Chavaughn Lewis był za szybki, nie udało się go powstrzymać
Amerykanin był najlepszym zawodnikiem tej serii. Pokazał, że jest godnym następcą Jerela Blassingame'a. Mimo że jest dość młodym graczem, nie bał się brać odpowiedzialności na siebie w najważniejszych momentach. Jego wszechstronność imponowała. Był za szybki dla obrońców Anwilu. Wydawało się, że zamknięcie mu drogi na penetrację w prawą stronę będzie kluczem do sukcesu, ale... wtedy Amerykanin zaczął atakować na lewą rękę. Nie stanowiło to dla niego dużego problemu. W meczu numer pięć pokazał, że ma charakter. Do przerwy miał 0 punktów na swoim koncie, ale w dwóch kolejnych kwartach uzyskał aż 23 "oczka", co stanowiło ponad połowę dorobku całej drużyny!
ZOBACZ WIDEO: Michał Kwiatkowski: Nikt nie chce walczyć z oszustami. To dla mnie niewyobrażalne
Hala Mistrzów atutem nie była, za duża presja
W rundzie zasadniczej Anwil wygrał w Hali Mistrzów 15 z 16 meczów (jedynie PGE Turów zdołał wywieźć zwycięstwo z Włocławka). "Rottweilery" świetnie czuły się w domu, odprawiając z kwitkiem kolejnych rywali z czołówki tabeli - Polski Cukier, BM Slam Stal i Stelmet BC, a także Energę Czarnych, mimo że podopieczni Robertsa Stelmahersa mieli 12-punktową przewagę. Wtedy rywali udało się dogonić.
W play-off włocławianie wygrali zaledwie 1 z 3 spotkań. Presja? Wydaje się, że ten czynnik odegrał dużą rolę. We Włocławku wszyscy głośno mówili o medalach, pucharach. Balonik był napompowany do granic możliwości. Aż wreszcie pękł i to z hukiem. - Większość zawodników nie miała okazji grać w takim zespole, który bił się o najwyższą stawkę. Cała otoczka, która się wytworzyła wokół nas, na pewno pozytywnie nie wpływała na koszykarzy - tłumaczył nam Igor Milicić.
Dwójkowe akcje powstrzymane
Znakiem firmowym Anwilu w sezonie zasadniczym były dwójkowe akcje Łączyńskiego z Sobinem.

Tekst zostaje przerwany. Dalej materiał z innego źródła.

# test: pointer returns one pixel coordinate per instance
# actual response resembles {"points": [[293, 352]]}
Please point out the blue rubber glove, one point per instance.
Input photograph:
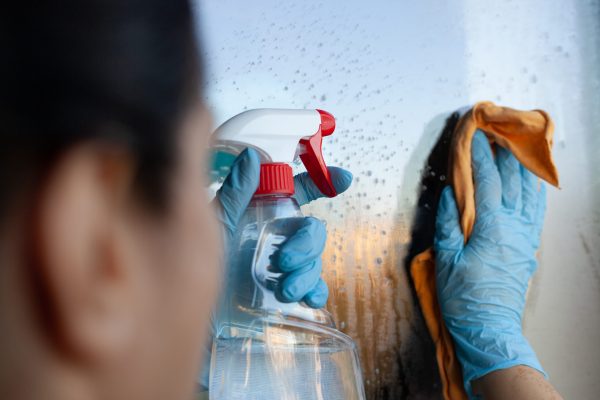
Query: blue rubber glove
{"points": [[482, 284], [300, 255]]}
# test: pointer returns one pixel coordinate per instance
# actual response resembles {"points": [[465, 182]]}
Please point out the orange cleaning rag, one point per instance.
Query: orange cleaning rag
{"points": [[528, 135]]}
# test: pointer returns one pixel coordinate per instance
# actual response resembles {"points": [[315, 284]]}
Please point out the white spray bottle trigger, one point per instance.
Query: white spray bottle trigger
{"points": [[280, 135]]}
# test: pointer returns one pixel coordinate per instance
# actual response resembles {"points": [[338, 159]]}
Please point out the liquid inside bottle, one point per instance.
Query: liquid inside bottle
{"points": [[268, 349]]}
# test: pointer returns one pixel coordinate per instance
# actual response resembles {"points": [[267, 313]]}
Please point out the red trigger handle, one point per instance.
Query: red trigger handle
{"points": [[312, 157]]}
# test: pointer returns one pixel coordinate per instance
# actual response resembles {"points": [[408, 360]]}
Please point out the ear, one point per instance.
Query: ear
{"points": [[81, 260]]}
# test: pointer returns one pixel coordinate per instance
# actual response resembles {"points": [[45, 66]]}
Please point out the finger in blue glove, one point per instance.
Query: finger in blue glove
{"points": [[237, 190]]}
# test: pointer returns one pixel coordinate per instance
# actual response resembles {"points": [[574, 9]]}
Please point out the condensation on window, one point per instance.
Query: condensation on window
{"points": [[392, 73]]}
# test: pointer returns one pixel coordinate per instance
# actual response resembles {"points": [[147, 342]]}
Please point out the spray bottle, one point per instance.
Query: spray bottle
{"points": [[264, 348]]}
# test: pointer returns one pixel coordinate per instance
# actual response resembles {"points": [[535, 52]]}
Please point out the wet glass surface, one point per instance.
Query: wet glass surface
{"points": [[392, 73]]}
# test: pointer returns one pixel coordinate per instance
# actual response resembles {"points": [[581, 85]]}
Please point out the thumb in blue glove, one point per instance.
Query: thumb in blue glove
{"points": [[299, 257], [482, 284]]}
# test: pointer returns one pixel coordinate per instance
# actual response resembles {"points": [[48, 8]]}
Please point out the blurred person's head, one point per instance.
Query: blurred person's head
{"points": [[108, 248]]}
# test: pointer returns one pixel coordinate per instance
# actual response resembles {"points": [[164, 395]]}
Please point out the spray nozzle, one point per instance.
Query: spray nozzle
{"points": [[312, 155], [278, 135]]}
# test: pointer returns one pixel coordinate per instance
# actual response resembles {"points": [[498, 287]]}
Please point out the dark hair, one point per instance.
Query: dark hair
{"points": [[73, 70]]}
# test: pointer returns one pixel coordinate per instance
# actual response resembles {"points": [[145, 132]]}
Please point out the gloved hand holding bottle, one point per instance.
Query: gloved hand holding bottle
{"points": [[482, 283], [300, 255]]}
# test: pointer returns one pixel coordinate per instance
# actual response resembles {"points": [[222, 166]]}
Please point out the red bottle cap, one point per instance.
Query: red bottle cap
{"points": [[275, 178]]}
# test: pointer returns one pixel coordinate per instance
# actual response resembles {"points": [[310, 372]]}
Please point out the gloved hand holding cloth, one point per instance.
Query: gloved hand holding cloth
{"points": [[472, 285]]}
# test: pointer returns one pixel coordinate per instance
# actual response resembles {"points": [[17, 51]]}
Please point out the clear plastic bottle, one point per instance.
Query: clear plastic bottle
{"points": [[267, 349]]}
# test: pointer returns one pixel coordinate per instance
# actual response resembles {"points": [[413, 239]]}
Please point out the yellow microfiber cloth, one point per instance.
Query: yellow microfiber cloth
{"points": [[528, 135]]}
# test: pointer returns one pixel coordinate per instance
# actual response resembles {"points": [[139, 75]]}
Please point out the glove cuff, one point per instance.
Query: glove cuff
{"points": [[493, 352]]}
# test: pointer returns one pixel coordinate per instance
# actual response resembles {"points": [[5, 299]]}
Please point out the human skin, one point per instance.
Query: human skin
{"points": [[102, 297]]}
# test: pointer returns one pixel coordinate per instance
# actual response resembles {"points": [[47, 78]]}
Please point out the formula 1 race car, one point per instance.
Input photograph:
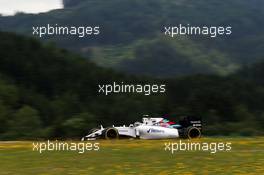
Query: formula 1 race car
{"points": [[151, 128]]}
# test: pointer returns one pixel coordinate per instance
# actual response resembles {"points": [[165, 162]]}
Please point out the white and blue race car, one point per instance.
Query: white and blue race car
{"points": [[151, 128]]}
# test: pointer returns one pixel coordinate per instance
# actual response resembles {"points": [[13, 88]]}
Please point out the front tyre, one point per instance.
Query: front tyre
{"points": [[110, 133], [193, 132]]}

To była kopalnia punktów włocławskiego zespołu. Energa Czarni świetnie to odczytali i za sprawą świetnie spisującego się Kravisha zatrzymali te akcje. Amerykanin nie dał pograć w tej serii chorwackiemu środkowemu, którzy dla wielu był jednym z kandydatów do MVP sezonu zasadniczego. I słusznie, bo grał znakomicie. W play-off aż tak dobrze nie wypadł: 10,2 punktu na mecz.

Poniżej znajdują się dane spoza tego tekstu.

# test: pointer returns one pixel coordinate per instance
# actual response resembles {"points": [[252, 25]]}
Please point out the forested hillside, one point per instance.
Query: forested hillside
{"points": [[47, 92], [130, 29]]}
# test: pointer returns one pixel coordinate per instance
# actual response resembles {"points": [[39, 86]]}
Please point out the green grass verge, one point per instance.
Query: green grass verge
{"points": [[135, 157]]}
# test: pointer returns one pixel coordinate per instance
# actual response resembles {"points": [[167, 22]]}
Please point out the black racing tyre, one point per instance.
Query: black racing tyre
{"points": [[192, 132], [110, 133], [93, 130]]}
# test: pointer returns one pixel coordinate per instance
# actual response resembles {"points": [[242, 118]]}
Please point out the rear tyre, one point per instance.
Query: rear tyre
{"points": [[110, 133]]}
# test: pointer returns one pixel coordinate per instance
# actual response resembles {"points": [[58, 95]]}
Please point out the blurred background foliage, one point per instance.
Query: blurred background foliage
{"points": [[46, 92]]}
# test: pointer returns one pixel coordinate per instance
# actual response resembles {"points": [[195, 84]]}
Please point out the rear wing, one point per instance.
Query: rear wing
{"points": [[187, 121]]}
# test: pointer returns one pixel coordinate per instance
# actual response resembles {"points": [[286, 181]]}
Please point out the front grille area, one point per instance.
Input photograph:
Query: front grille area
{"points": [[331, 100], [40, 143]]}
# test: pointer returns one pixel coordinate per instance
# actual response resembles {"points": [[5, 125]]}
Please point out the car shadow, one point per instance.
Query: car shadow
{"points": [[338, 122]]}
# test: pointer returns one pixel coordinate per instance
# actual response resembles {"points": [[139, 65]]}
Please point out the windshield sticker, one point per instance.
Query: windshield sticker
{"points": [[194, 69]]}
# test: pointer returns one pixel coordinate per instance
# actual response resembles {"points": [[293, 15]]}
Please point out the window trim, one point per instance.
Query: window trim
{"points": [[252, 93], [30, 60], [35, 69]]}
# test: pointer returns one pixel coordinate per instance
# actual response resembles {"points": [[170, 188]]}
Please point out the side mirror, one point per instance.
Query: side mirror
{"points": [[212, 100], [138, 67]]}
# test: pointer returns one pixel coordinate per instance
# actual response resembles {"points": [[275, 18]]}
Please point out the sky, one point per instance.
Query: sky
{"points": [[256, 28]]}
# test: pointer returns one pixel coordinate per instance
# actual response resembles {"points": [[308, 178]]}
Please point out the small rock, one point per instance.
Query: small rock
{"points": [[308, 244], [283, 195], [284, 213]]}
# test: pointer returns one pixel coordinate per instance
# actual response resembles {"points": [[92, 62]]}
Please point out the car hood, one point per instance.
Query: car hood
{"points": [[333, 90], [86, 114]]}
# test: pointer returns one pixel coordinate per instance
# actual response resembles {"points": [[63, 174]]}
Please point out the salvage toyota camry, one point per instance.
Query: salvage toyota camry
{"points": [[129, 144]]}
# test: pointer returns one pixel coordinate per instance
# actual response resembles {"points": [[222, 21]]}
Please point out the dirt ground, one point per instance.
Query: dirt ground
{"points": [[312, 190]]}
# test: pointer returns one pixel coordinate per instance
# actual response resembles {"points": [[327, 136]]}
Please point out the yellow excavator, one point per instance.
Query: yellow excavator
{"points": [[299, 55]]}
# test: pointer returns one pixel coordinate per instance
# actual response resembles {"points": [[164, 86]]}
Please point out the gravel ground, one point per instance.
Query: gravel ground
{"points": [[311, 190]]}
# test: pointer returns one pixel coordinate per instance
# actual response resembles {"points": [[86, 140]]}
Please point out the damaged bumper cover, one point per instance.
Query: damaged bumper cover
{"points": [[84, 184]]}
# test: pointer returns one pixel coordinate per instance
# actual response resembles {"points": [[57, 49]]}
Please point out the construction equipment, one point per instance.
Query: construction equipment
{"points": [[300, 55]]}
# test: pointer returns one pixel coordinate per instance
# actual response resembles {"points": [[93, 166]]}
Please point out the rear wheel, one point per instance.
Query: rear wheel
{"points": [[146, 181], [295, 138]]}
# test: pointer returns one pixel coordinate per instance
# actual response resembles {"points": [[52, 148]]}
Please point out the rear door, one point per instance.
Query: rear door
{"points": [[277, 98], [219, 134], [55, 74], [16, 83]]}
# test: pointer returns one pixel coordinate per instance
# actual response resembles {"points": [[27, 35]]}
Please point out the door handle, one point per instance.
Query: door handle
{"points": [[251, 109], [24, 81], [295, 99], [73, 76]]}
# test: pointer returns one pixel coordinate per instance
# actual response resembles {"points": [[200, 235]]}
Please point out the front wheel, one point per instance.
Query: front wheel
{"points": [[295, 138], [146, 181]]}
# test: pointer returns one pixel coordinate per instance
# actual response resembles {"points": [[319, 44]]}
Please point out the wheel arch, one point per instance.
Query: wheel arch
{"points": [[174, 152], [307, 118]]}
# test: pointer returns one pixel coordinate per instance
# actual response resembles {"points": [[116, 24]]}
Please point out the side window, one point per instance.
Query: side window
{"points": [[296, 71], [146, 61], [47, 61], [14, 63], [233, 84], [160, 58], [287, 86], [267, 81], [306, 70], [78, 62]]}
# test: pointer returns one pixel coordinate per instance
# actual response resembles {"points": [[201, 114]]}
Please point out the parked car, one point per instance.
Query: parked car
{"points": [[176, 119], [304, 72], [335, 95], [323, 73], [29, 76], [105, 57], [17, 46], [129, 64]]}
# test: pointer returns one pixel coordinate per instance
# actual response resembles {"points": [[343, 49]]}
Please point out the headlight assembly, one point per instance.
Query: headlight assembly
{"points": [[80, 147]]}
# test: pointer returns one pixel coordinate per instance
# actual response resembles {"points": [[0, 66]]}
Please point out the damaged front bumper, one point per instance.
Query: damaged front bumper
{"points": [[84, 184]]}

Jeden z trenerów PLK powiedział nam, że Anwil grał zbyt statycznie, nie wykorzystał potencjału szybkości i atletyzmu, który drzemie w Washingtonie. - On potrafi rozerwać obronę i odegrać do kolegów ustawionych w rogach boiska. Nie było tego elementu zaskoczenia - mówi nam ta osoba.
Kontuzja Michała Chylińskiego
Pech. W ostatnim meczu rundy zasadniczej kontuzji kolana nabawił się Michał Chyliński, podstawowy Polak w zespole Igora Milicicia. To mocno pokrzyżowało plany chorwackiemu szkoleniowcowi, który musiał rotować czwórką Polaków, a praktycznie dwójką, bo do Leończyka i Łączyńskiego miał największe zaufanie. Młynarski grał nieregularnie, a Bartosz praktycznie wcale nie pojawiał się na parkiecie.
- Brak Chylińskiego wpłynął na naszą rotację, zwłaszcza w defensywie. Nie mieliśmy za dużo czasu na to, żeby przećwiczyć nowe warianty gry w obronie, jak i w ataku. Niestety to odbiło się na grze - mówił nam Milicić.